Comment Re:Developers, developers, developers! (Score 1) 258

The iPhone was an incremental, evolutionary development from the smartphones of 2006

Did you actually use any smartphones in 2006?

The typical smartphone of 2006 - think BlackBerry Curve or Motorola Q - was a keyboard-driven (it may or may not have had a touchscreen, and if it did it probably had a stylus) and optimized to do e-mail and calendaring passably well. The experience of browsing the web on BB OS or Windows Mobile (or, God help you, Windows CE) was so painful as to be something you did in a pinch because you had to, not because you wanted to. Built-in apps were generally carrier-loaded crapware. Don't even get me started on how difficult it was to do things like, you know, make phone calls.

So the smartphone of 2006 was basically a decent mobile e-mail device, and that's it. The all-touchscreen, web-friendly user experience of the iPhone - remember, back then stuff like "pinch to zoom" was a big deal that nobody had seen before - was radically different. It may have been evolutionary, but it certainly wasn't incremental.

Comment Re:Put it another way... (Score 3, Interesting) 160

News flash: basement-bound nerds think being a world champion-caliber athlete is easy. Film at 11.

Let go of your hatred of the dumb-ass jocks who got laid in high school but could never compete on a professional level, and consider that it might not be so brainless to be a world-class athlete. All this study says is that the very best athletes have learned to do it on autopilot, but for everyone else a lot of thinking is involved.

Geeks can actually simulate the experience to a certain degree, given that some modern video games have evolved to a high degree of realism. Play "Madden NFL" on an expert difficulty level, and you'll see just how hard it can be for a NFL quarterback to try to read the movements of 11 defensive players simultaneously and pick the best route to throw the ball... even when you don't actually have to have the arm strength to throw it. Play "MLB the Show" on an expert level and you'll see how hard it can be to react in a tiny fraction of a second whether you're swinging at a 100 mph straight-ahead fastball, an 85 mph changeup that looks just like a fastball, a 90 mph slider that stars out straight but breaks away from the pitcher's arm, or a 70 mph knuckleball that just floats all over the fucking place.

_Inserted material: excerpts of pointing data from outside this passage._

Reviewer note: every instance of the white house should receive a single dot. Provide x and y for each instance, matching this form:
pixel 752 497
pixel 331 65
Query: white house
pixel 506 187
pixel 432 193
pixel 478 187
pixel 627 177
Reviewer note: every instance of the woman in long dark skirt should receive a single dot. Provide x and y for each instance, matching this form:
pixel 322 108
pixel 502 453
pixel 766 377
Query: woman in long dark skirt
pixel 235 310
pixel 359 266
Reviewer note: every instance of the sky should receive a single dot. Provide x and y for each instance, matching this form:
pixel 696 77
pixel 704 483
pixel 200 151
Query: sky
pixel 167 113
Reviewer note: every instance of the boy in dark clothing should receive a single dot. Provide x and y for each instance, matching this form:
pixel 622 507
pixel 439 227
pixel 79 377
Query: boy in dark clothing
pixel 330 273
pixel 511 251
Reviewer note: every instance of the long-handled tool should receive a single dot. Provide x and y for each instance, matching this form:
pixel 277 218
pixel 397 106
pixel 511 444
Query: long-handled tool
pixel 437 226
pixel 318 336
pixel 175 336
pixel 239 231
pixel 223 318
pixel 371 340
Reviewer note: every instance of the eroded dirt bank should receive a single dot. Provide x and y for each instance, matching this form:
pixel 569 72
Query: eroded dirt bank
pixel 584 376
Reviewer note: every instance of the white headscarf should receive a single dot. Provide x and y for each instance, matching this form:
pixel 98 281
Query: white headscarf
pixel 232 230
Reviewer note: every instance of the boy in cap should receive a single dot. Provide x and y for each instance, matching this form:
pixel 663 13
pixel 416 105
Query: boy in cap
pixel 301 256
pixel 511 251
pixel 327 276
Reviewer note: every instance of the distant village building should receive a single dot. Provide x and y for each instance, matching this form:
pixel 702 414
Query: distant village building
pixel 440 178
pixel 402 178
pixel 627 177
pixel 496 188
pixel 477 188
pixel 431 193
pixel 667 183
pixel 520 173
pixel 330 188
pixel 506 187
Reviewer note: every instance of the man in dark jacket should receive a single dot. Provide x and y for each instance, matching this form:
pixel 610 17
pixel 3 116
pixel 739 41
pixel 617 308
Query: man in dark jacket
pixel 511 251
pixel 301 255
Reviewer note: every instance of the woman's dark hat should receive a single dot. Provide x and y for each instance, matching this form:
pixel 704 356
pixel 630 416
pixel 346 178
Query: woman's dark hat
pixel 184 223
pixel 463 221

TL;DR - (some) video games these days are good enough to replicate just how hard professional level athletics are, even without the actual physical exertion. Please don't dismiss athletics as brainless if you don't know what the fuck you're talking about.

Comment Re:These are the guys you voted for ... (Score 1) 225

Why, because the Republicans - so notoriously unfriendly to business - would have cracked down and decreased H1Bs? Not bloody likely. At best, knowing today's Republican party, they would have upped H1B quotas but stipulated "no Mexicans" to assuage the Arizona contingent.

Note that I say this as someone who is a GOP apostate but nonetheless is technically one of the approximately four registered Republicans in the greater Seattle area. Today's GOP sadly fails to understand that, given the rest of their pro-business policies, they would have Silicon Valley in their pocket if they just learned to stop yammering on about eeeevilution, gay marriage and "Obamacare gave me leprosy!" A lot of the tech world would flock to their cause if they stopped clinging to idiotic social conservative policies that alienate everyone in America who isn't white, Christian and over 50 years old.

Long story short to the OP - don't use this as a tool to bash Biden/Obama, because the Republican ticket would have jacked up H1B quotas, not reduced them. If you're anti-H1B, you may not like the current administration policies but they are no worse than the alternative.